WHAT IF… (II)

what-if

What if … As Albert Edwards, Societe Generale’s global strategist, sees the risks running quite the opposite of the consensus, which has a global recovery on track with a steadily falling dollar. Instead, he looks for a double-dip back into recession leading to a surging greenback, with a collapse of “the China economic bubble” resulting in a double whammy for commodity prices.

He points to signs of doubts about the U.S. economic recovery, from the labor market remaining “very sick” with the uptick in unemployment rate over 10% plus the Conference Board’s consumer finding showing jobs getting still harder to get. Meanwhile, the ECRI Leading Indicator, which trumpeted recovery earlier in the year, has fallen for five straight weeks.
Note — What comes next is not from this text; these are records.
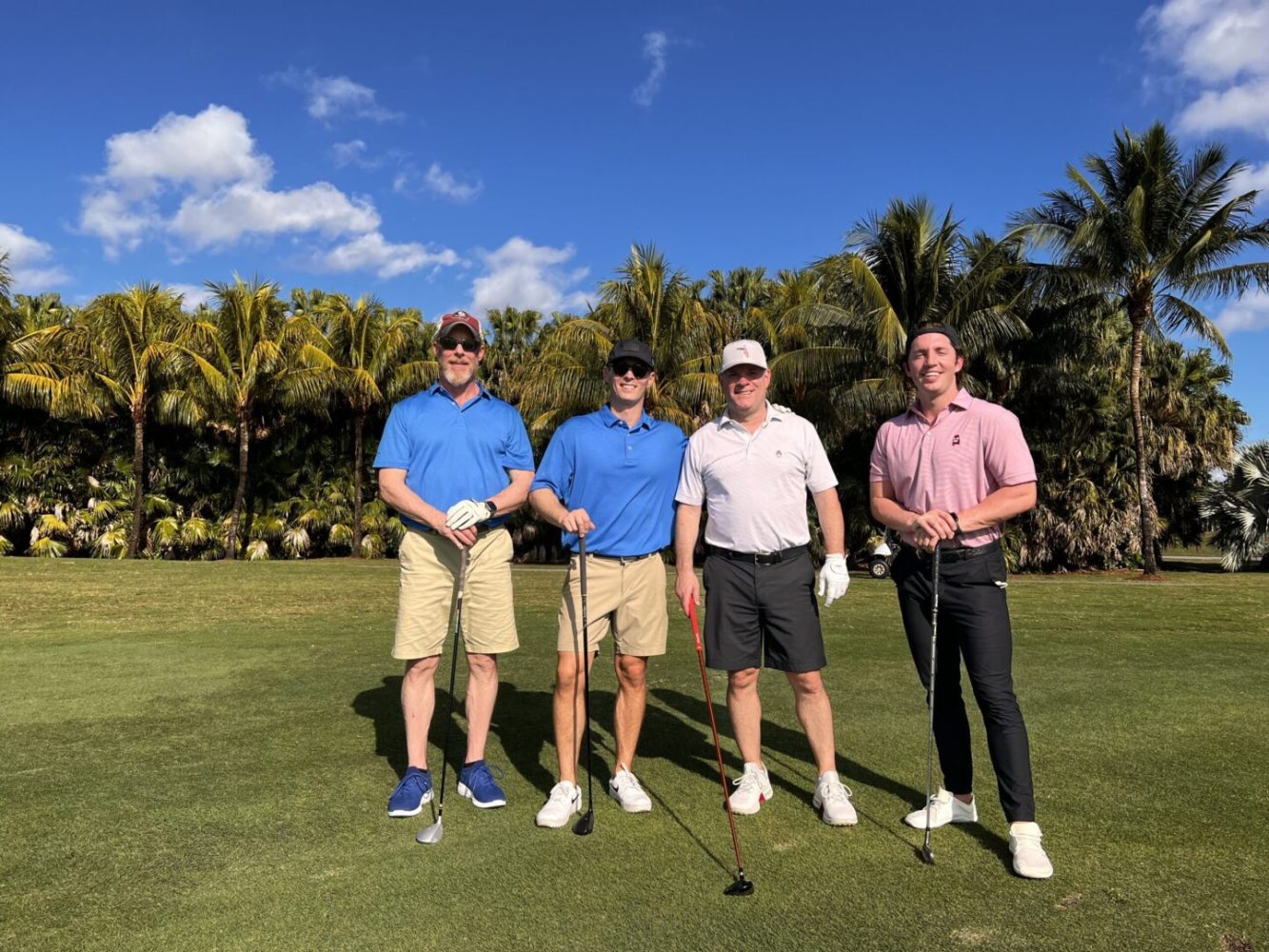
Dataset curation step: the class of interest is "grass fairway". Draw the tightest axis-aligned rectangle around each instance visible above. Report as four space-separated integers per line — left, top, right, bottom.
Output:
0 560 1269 952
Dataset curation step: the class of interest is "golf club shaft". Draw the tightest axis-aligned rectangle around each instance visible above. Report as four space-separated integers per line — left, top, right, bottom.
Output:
687 605 744 880
437 548 467 823
925 544 942 852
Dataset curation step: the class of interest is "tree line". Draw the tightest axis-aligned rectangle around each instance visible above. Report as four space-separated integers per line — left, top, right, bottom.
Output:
0 125 1269 574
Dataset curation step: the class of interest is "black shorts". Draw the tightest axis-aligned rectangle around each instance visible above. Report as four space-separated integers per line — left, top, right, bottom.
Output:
704 552 827 671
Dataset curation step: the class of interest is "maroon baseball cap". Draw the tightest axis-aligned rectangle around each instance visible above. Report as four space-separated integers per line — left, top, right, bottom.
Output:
437 311 485 343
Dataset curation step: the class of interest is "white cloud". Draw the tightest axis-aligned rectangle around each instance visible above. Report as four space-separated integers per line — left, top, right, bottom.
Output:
631 30 670 107
0 222 69 294
472 236 590 313
270 69 405 126
106 106 273 190
312 231 462 278
1216 290 1269 334
1140 0 1269 138
169 182 380 250
80 106 458 278
1177 76 1269 138
167 282 216 311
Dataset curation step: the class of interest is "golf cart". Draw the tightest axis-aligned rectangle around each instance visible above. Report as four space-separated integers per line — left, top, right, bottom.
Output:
868 529 895 579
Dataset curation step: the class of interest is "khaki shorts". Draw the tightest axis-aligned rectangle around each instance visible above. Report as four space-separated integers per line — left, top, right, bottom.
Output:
557 553 670 658
392 526 521 659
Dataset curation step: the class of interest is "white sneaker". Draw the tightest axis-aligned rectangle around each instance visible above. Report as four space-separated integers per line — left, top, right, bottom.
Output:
811 770 859 826
727 761 775 815
903 787 979 830
608 764 652 814
1009 823 1053 880
534 781 582 830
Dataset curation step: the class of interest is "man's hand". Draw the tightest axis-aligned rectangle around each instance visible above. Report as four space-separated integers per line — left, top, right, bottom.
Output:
560 509 595 536
446 499 492 530
911 509 956 552
674 568 701 614
819 552 850 608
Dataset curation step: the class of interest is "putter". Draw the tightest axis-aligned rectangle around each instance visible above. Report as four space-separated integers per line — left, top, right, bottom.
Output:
572 536 595 837
920 542 942 865
415 548 467 843
687 605 754 896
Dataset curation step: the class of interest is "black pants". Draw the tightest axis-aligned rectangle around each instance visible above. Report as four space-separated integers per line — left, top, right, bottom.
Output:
892 544 1036 823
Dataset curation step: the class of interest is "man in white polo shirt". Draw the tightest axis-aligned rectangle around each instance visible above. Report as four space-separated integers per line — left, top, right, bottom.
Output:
674 340 858 826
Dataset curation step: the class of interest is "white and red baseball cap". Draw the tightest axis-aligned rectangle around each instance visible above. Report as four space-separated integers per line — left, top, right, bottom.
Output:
437 311 485 343
718 340 766 373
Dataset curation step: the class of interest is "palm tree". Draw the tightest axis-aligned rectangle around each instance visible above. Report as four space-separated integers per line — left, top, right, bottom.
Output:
1014 123 1269 575
1203 439 1269 571
293 294 438 555
169 277 313 560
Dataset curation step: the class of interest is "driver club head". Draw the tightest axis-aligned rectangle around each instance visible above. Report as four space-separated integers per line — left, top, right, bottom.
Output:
414 820 446 843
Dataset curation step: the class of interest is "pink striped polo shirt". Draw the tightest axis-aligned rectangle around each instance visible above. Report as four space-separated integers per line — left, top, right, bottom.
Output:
868 389 1036 545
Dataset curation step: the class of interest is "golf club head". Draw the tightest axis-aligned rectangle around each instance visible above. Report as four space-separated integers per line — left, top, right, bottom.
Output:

What if… China no longer will be accumulating currency reserves at nearly the same pace, leaving less to recycle into U.S. Treasuries. The reduced capital inflow would also slow China’s domestic monetary growth and real output, which track each other. Meanwhile, capital outflows from Japan, another source of global liquidity, could be hampered were there a sharp rise in its government bond yields.

What if… A synchronized end to the Chinese and U.S. economic recoveries could play out in increased protectionist pressures, including competitive devaluations.The sort of deflationary crisis, resulting in competitive devaluations, protectionism and contracting world trade that  recalls what happened in the 1930s more than what happened in the 1970s.